Suara.com - Seniman asal Donggala, Sulawesi Tengah, Zulkifly Pagessa mengatakan kota kelahirannya semula dikenal sebagai kota kesenian. Namun hal itu berubah mengingat banyak seniman di sana seperti dirinya hijrah ke daerah lain.
"Ada satu persoalan dengan kota ini (Donggala). Karena sudah banyak yang eksodus atau keluar daerah, ya maklum saja namanya juga kota yang hampir mati. Tapi itulah konsekuensi dari kebijakan politik itu, ada Abdee Slank yang harus ke Jakarta, termasuk saya ke Makasar dan ke Jakarta," kata Zul sapaan akrab Zulkifly kepada suara.com usai acara Sosialisasi Kebijakan Lembaga Sensor Film di Aula Pemkab Donggala, Sulawesi Tengah, Rabu(11/5/2016).
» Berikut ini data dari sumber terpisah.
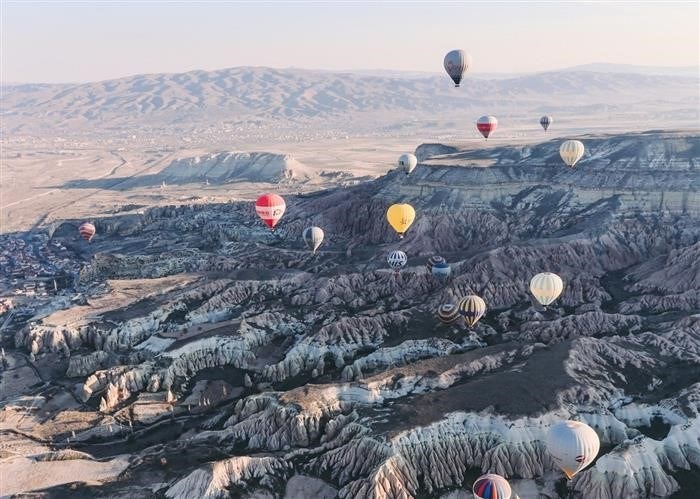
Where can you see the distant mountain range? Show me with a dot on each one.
(238, 95)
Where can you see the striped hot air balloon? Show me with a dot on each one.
(492, 486)
(546, 287)
(571, 151)
(545, 121)
(87, 231)
(270, 208)
(457, 63)
(573, 445)
(448, 313)
(397, 260)
(486, 125)
(472, 308)
(432, 261)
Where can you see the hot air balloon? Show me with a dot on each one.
(571, 151)
(492, 486)
(472, 308)
(270, 207)
(573, 445)
(407, 162)
(486, 125)
(400, 217)
(432, 261)
(448, 313)
(545, 121)
(87, 231)
(397, 260)
(457, 63)
(546, 287)
(313, 237)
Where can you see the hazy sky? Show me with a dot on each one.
(84, 41)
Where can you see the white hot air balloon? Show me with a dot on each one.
(546, 287)
(571, 151)
(397, 260)
(407, 162)
(492, 486)
(313, 237)
(573, 446)
(457, 63)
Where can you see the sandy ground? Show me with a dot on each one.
(35, 174)
(122, 294)
(21, 474)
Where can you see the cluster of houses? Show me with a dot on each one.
(36, 265)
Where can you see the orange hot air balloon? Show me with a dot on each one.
(270, 208)
(87, 231)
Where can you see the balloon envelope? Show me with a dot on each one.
(313, 237)
(486, 125)
(400, 217)
(457, 63)
(492, 486)
(472, 308)
(408, 162)
(571, 151)
(87, 231)
(270, 208)
(545, 121)
(546, 287)
(573, 446)
(397, 260)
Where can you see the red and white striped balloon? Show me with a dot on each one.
(87, 231)
(486, 125)
(270, 207)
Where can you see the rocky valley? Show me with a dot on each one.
(206, 356)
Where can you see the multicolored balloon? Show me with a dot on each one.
(492, 486)
(313, 237)
(457, 63)
(546, 287)
(408, 163)
(573, 445)
(472, 308)
(486, 125)
(448, 313)
(87, 231)
(571, 151)
(397, 260)
(270, 208)
(400, 217)
(545, 121)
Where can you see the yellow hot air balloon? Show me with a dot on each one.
(571, 151)
(546, 287)
(400, 217)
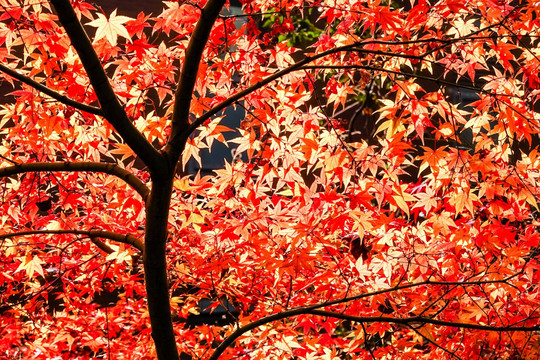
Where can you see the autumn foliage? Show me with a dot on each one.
(417, 239)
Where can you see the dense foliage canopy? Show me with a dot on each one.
(380, 201)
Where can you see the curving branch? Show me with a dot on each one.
(314, 310)
(110, 105)
(109, 235)
(188, 77)
(358, 46)
(55, 95)
(422, 320)
(108, 168)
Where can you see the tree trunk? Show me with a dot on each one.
(155, 268)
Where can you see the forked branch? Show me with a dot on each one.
(109, 103)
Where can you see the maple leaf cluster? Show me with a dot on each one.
(420, 241)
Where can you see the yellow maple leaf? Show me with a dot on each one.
(110, 28)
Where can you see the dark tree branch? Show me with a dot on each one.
(122, 238)
(354, 47)
(55, 95)
(111, 107)
(108, 168)
(188, 77)
(421, 320)
(313, 309)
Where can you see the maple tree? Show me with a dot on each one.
(419, 241)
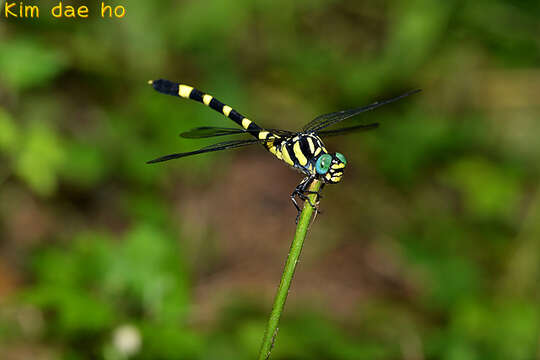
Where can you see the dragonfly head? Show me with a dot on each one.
(330, 167)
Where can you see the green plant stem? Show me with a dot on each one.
(288, 273)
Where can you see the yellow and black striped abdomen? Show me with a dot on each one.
(300, 151)
(189, 92)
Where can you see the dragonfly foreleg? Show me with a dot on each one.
(301, 191)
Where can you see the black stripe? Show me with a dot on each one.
(304, 146)
(235, 116)
(216, 105)
(196, 95)
(165, 87)
(290, 149)
(254, 128)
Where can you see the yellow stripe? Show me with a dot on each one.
(299, 154)
(311, 145)
(286, 156)
(207, 99)
(246, 122)
(184, 91)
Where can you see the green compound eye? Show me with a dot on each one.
(323, 163)
(341, 157)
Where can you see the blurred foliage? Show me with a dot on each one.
(105, 257)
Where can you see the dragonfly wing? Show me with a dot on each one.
(215, 147)
(210, 131)
(347, 130)
(323, 121)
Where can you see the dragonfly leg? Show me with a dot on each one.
(301, 191)
(319, 195)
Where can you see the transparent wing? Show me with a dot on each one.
(326, 120)
(215, 147)
(347, 130)
(209, 131)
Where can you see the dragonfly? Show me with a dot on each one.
(302, 150)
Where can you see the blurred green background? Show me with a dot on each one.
(429, 248)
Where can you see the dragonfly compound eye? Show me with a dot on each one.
(341, 157)
(323, 163)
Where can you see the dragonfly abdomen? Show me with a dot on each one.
(189, 92)
(299, 151)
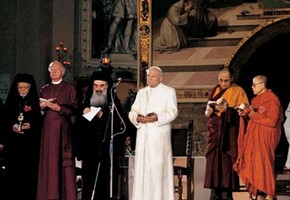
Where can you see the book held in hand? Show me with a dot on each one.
(92, 113)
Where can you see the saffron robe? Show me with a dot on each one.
(257, 143)
(153, 177)
(222, 140)
(56, 178)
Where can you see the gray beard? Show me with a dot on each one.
(99, 99)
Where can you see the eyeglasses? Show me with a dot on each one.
(224, 80)
(255, 84)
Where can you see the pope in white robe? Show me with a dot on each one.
(154, 109)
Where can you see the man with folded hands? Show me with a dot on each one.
(223, 124)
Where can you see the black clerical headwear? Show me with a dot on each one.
(23, 77)
(102, 75)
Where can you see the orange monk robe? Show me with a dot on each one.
(257, 143)
(222, 140)
(235, 95)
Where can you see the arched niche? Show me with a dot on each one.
(266, 51)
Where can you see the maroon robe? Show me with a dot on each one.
(57, 165)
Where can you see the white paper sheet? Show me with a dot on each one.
(93, 111)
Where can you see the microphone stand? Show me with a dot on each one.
(113, 93)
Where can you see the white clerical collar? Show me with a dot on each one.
(56, 82)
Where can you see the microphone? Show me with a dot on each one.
(117, 82)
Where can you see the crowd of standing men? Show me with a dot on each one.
(39, 145)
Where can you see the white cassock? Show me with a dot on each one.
(287, 133)
(153, 179)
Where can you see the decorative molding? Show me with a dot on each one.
(196, 95)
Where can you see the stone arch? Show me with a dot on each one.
(266, 51)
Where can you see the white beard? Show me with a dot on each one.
(99, 99)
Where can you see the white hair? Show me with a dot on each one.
(155, 67)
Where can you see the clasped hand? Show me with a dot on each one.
(51, 103)
(24, 126)
(150, 118)
(244, 110)
(218, 106)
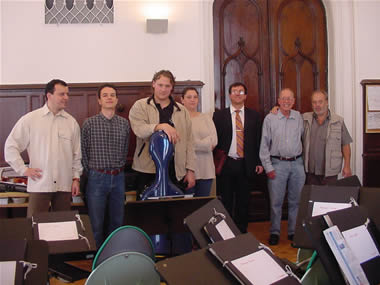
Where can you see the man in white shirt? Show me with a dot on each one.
(52, 139)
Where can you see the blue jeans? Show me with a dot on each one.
(291, 174)
(202, 188)
(105, 191)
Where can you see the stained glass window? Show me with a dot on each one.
(78, 11)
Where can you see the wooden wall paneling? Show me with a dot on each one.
(371, 144)
(298, 43)
(17, 100)
(241, 50)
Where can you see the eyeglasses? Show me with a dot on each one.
(289, 99)
(238, 92)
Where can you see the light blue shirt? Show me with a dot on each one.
(281, 136)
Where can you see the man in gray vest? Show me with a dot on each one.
(326, 143)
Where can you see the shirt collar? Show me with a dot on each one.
(158, 106)
(233, 109)
(46, 111)
(105, 118)
(328, 115)
(291, 115)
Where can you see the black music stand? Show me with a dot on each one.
(369, 198)
(33, 251)
(69, 250)
(199, 218)
(345, 219)
(197, 267)
(162, 216)
(314, 193)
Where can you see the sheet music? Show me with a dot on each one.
(58, 231)
(321, 208)
(224, 230)
(373, 120)
(361, 243)
(373, 95)
(259, 268)
(345, 257)
(7, 272)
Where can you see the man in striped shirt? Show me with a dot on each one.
(105, 139)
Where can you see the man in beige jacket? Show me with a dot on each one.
(161, 112)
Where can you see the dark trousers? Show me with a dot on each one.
(232, 186)
(312, 179)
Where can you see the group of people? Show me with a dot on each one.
(286, 145)
(290, 147)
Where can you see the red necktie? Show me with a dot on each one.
(239, 135)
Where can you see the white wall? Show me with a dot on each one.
(353, 56)
(32, 52)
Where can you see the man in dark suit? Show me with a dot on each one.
(239, 134)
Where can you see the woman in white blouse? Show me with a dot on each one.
(205, 139)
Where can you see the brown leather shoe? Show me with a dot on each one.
(273, 239)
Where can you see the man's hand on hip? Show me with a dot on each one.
(271, 174)
(346, 172)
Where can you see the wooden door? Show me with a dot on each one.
(241, 50)
(270, 45)
(298, 48)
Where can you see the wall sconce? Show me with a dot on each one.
(157, 26)
(156, 18)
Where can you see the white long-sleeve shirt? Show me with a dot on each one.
(53, 145)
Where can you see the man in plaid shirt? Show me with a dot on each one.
(105, 139)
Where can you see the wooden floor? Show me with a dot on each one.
(259, 230)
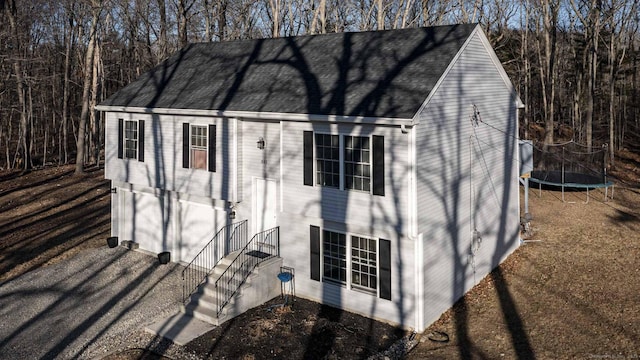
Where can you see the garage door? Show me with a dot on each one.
(198, 225)
(144, 222)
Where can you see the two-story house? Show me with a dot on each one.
(388, 160)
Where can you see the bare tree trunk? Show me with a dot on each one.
(12, 13)
(88, 70)
(381, 13)
(162, 9)
(94, 138)
(319, 15)
(275, 11)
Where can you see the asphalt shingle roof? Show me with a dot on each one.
(372, 74)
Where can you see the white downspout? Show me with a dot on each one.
(413, 226)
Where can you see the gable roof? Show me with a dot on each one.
(363, 74)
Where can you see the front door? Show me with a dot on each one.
(265, 204)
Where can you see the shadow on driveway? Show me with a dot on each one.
(86, 306)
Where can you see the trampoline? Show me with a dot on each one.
(571, 166)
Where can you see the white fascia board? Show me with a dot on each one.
(498, 65)
(261, 115)
(444, 75)
(494, 58)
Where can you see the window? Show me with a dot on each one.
(357, 163)
(363, 263)
(334, 259)
(353, 261)
(198, 147)
(345, 163)
(130, 139)
(328, 160)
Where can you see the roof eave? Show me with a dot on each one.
(260, 115)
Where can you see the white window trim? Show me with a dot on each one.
(341, 150)
(206, 146)
(348, 283)
(124, 139)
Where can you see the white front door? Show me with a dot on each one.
(265, 204)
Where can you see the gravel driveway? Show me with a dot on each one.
(87, 306)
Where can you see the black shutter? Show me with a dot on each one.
(141, 140)
(212, 148)
(385, 268)
(185, 145)
(315, 252)
(120, 140)
(378, 165)
(308, 157)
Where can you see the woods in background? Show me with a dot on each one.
(573, 62)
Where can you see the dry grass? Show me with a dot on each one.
(571, 293)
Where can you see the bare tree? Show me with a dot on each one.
(11, 12)
(96, 9)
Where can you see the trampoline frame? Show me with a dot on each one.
(575, 185)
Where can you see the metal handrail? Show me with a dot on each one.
(262, 246)
(228, 239)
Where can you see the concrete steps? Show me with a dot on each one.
(260, 286)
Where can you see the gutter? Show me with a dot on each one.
(262, 115)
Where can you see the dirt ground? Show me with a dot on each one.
(571, 291)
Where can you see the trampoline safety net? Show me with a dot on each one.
(570, 164)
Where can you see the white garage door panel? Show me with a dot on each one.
(198, 225)
(145, 223)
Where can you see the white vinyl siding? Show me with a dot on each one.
(350, 212)
(131, 139)
(198, 147)
(466, 179)
(162, 167)
(357, 163)
(346, 206)
(327, 156)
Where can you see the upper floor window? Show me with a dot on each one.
(328, 160)
(198, 147)
(131, 139)
(347, 162)
(357, 163)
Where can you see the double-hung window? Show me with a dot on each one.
(131, 139)
(344, 162)
(334, 256)
(364, 263)
(199, 147)
(353, 261)
(327, 160)
(357, 163)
Kebijakan politik yang dimaksud Zul adalah pemindahan pelabuhan di Donggala ke daerah dekat Palu, yang saat ini bernama pelabuhan Pantoloan. Relokasi itu terjadi pada 1978.
"Ketika tahun 1978 di daerah lain pertumbuhan Bioskop makin menjamur, di Donggala malah mulai hancur," ujarnya. Selain Abdee dan dirinya, Pasha "Ungu" juga termasuk seniman yang meninggalkan kamopung kelahirannya waktu itu.
Meski demikian, Zul bersama para seniman asal Donggala tak mau kampung kelahirannya terus menjadi kota mati. Saat ini, mereka mulai kembali giat menyuburkan Donggala sebagai kota seni.
"Kita sudah mulai giat lagi sejak tahun 2009. Namun, kita lebih pada konteks herritage atau warisan kotanya. Karena pada saat ini, bioskop menjadi sangat penting untuk mendukung pembangunan kota. Apa yang kami lakulan saat ini, kami ingin membawa kembali film itu ke Donggala," ujarnya menjelaskan.
Misi mulia ini, lanjut Zul, juga perlu dukungan dari pemerintah setempat. Tanpa campur tangan pemerintah, apa yang dilakukan kata dia tak berjalan maksimal.
"Kalau kemarin kita sempat memutar kembali film-film lama, yang settingnya pernah diambil di Donggala. Ada Filn Mutiara Khatulistiwa, dan itu dananya dibantu oleh Pemkab semua, semoga ke depannya hal tersebut terwujud," kata Zul.